A Joint Project of the Sam Rayburn House Historic Site and the Fannin County Historical Commission

Celebrating America 250 with Spotlights of Fannin County Citizens Who Participated In or Witnessed Historical Events

Fannin County, Texas -- John H. Floyd was born in Tennessee in 1850 and moved to Fannin County with his family in 1859.

At the age of 15 he began to work small quarries of stone and “succeeded . . . in developing of the finest industry of the kind in north Texas. . .[H]e has furnished more building material of the kind than any other man in the State. The town of Honey Grove is built up almost exclusively with stone from his quarries. He has furnished material also for public buildings, court houses, jails, etc., for nearly all the county seat towns in north Texas. . . He has shipped extensively to Dallas, the Merchants’ Exchange there being built of material from his quarries. . . It can be said that Mr.
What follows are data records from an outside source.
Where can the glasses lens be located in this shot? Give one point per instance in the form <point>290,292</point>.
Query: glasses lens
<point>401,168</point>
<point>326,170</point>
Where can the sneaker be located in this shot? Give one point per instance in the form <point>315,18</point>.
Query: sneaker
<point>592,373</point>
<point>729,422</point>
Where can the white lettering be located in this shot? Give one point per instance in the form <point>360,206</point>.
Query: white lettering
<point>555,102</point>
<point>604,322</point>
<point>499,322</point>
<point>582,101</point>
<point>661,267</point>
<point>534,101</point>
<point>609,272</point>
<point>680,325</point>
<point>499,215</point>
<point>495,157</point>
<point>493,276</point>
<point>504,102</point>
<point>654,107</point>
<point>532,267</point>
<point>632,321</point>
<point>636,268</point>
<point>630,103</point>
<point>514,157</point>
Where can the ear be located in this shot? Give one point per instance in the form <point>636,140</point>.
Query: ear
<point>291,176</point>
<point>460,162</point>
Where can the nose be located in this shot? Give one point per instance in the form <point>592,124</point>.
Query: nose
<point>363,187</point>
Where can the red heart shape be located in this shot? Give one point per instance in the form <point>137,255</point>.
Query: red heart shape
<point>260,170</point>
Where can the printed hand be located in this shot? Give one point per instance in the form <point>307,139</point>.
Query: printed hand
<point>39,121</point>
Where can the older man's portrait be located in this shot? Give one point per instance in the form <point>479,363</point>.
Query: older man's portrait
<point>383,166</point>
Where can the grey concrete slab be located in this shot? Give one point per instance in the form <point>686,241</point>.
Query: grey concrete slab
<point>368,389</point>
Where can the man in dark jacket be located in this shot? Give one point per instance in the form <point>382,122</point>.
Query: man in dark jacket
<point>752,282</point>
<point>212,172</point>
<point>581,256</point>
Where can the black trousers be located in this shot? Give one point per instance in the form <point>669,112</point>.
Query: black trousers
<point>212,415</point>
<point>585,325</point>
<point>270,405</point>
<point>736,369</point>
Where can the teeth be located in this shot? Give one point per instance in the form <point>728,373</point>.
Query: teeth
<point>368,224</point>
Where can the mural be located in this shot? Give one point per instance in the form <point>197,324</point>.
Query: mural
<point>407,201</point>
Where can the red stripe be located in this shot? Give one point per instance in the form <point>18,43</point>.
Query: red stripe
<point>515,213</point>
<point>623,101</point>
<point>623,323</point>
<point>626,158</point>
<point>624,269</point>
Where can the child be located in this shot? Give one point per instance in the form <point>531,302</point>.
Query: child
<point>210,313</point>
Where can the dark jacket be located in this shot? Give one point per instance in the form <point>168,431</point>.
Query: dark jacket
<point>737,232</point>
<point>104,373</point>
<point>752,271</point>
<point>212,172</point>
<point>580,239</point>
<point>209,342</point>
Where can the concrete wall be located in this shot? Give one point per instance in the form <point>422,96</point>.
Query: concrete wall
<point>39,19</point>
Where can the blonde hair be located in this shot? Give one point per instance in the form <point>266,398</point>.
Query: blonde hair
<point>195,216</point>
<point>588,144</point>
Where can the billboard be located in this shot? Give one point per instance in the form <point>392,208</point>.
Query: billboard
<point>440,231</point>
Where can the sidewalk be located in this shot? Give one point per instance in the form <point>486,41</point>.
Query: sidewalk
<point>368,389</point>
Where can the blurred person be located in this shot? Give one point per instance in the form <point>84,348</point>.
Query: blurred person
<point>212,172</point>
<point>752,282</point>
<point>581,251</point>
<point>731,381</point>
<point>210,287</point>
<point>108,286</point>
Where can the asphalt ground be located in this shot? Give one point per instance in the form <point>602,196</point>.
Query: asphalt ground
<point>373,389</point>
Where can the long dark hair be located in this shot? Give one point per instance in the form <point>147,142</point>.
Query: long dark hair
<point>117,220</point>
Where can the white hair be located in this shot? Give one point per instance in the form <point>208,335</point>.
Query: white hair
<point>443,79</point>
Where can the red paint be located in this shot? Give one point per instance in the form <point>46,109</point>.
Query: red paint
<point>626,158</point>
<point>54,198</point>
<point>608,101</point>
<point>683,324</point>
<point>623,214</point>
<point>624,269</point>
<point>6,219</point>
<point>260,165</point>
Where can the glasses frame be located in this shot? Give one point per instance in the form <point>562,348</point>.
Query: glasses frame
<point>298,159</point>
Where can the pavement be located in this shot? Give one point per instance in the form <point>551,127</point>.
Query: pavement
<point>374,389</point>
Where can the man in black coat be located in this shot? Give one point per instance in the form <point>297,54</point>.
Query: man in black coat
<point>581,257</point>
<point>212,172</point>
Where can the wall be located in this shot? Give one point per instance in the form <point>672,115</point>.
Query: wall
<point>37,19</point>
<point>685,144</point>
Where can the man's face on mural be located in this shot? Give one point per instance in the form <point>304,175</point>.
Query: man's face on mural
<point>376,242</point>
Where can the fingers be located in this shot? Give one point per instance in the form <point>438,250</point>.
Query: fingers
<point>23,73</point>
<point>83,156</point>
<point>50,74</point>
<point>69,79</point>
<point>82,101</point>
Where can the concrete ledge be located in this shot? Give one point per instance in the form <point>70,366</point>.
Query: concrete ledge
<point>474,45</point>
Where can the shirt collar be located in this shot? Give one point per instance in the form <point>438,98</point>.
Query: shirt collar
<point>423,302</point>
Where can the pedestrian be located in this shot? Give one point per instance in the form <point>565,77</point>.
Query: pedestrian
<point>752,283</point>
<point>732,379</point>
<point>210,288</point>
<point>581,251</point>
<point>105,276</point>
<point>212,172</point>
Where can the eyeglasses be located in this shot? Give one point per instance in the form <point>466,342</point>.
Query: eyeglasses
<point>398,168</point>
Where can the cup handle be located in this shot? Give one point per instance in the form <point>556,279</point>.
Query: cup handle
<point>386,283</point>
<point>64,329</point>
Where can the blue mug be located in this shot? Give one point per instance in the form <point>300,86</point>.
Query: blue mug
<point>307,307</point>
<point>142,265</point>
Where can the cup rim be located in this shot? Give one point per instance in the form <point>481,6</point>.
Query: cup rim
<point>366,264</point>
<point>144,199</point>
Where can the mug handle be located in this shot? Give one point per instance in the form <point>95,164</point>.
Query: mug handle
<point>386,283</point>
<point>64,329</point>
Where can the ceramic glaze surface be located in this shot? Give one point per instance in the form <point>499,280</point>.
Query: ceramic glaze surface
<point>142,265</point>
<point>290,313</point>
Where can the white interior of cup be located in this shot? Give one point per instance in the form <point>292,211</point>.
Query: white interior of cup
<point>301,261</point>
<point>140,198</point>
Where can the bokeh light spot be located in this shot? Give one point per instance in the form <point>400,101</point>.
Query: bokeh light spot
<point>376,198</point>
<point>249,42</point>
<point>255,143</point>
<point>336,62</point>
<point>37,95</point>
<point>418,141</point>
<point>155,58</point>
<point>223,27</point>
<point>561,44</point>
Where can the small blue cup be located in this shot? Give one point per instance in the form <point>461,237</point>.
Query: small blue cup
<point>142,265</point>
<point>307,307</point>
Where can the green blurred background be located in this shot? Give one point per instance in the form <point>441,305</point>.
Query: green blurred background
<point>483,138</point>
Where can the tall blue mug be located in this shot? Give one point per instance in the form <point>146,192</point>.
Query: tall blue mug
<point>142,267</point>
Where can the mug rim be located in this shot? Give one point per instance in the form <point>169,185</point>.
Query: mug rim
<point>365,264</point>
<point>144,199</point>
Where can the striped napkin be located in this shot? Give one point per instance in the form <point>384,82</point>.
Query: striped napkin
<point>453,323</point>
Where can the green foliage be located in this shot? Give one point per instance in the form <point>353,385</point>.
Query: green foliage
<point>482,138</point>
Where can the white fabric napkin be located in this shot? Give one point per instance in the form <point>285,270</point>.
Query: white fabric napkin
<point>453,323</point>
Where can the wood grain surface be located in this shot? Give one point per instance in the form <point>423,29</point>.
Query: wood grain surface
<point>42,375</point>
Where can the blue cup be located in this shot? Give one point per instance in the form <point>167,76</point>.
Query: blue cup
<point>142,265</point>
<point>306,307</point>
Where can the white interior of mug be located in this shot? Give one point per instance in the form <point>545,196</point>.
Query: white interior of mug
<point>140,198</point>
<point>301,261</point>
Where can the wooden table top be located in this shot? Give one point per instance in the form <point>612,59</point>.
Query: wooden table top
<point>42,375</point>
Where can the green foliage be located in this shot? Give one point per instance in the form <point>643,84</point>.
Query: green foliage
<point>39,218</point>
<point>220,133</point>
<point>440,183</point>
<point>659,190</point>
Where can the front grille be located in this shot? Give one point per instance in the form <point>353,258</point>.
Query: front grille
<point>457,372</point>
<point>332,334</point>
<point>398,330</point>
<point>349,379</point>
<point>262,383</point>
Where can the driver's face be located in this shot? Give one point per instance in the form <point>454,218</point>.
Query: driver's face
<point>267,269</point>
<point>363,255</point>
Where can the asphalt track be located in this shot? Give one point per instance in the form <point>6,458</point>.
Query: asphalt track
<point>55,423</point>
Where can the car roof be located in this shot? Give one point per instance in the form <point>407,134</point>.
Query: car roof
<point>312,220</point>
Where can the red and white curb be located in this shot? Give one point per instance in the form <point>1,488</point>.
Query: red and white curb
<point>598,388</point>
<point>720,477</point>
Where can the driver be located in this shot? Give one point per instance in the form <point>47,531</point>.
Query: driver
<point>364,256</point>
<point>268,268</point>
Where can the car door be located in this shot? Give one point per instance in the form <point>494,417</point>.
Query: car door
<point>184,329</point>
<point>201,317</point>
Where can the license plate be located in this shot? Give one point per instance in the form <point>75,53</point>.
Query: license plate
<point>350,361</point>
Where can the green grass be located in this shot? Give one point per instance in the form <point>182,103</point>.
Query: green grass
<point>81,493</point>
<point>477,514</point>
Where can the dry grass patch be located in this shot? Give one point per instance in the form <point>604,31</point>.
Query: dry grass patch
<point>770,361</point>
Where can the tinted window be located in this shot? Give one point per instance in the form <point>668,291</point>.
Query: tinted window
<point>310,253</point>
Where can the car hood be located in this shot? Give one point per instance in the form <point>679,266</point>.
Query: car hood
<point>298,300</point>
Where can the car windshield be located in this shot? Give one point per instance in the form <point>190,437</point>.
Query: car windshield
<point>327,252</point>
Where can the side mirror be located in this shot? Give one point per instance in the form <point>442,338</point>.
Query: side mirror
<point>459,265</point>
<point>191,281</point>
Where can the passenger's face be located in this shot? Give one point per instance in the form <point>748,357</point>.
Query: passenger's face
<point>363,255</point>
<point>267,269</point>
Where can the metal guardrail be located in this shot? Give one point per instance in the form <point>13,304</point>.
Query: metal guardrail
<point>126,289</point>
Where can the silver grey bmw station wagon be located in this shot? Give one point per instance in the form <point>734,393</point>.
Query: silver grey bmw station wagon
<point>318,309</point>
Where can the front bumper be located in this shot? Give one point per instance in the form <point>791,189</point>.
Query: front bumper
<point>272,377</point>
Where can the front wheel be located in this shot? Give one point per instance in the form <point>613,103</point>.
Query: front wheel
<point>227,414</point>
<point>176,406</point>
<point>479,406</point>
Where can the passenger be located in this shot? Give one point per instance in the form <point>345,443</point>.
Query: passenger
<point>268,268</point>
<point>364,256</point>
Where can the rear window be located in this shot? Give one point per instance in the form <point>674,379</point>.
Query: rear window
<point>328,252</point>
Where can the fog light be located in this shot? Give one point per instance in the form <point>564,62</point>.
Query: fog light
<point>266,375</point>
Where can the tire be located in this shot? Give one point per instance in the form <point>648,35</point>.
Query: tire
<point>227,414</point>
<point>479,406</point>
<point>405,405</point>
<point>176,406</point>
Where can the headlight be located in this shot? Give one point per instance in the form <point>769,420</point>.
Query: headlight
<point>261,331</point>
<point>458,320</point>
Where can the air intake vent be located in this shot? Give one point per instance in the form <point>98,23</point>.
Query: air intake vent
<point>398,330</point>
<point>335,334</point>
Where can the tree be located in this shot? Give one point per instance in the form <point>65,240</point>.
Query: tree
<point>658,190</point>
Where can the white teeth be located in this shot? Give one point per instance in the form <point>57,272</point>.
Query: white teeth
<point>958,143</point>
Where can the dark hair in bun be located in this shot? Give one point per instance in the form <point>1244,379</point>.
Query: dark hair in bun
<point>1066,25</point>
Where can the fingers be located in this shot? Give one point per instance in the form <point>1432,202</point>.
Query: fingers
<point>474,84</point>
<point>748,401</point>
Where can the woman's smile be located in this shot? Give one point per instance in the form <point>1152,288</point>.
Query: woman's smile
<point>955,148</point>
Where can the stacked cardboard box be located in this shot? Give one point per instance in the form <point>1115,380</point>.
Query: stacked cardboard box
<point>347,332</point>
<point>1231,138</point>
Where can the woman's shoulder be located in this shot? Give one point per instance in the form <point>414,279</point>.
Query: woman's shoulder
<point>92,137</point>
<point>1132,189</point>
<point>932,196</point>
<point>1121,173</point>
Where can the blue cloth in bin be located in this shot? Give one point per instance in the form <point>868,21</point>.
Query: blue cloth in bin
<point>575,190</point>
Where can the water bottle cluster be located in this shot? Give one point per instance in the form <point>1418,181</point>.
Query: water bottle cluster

Floyd has been long and prominently identified with the general growth and development of his section of the State, inasmuch as had furnished much of the building material to north Texas. [The Biographical Souvenir of the State of Texas, 1889]

He died in 1932 and is buried in Oakwood Cemetery in Honey Grove.

In 2021 the quarry was briefly reopened to obtain stone for the renovation of the Fannin County Courthouse.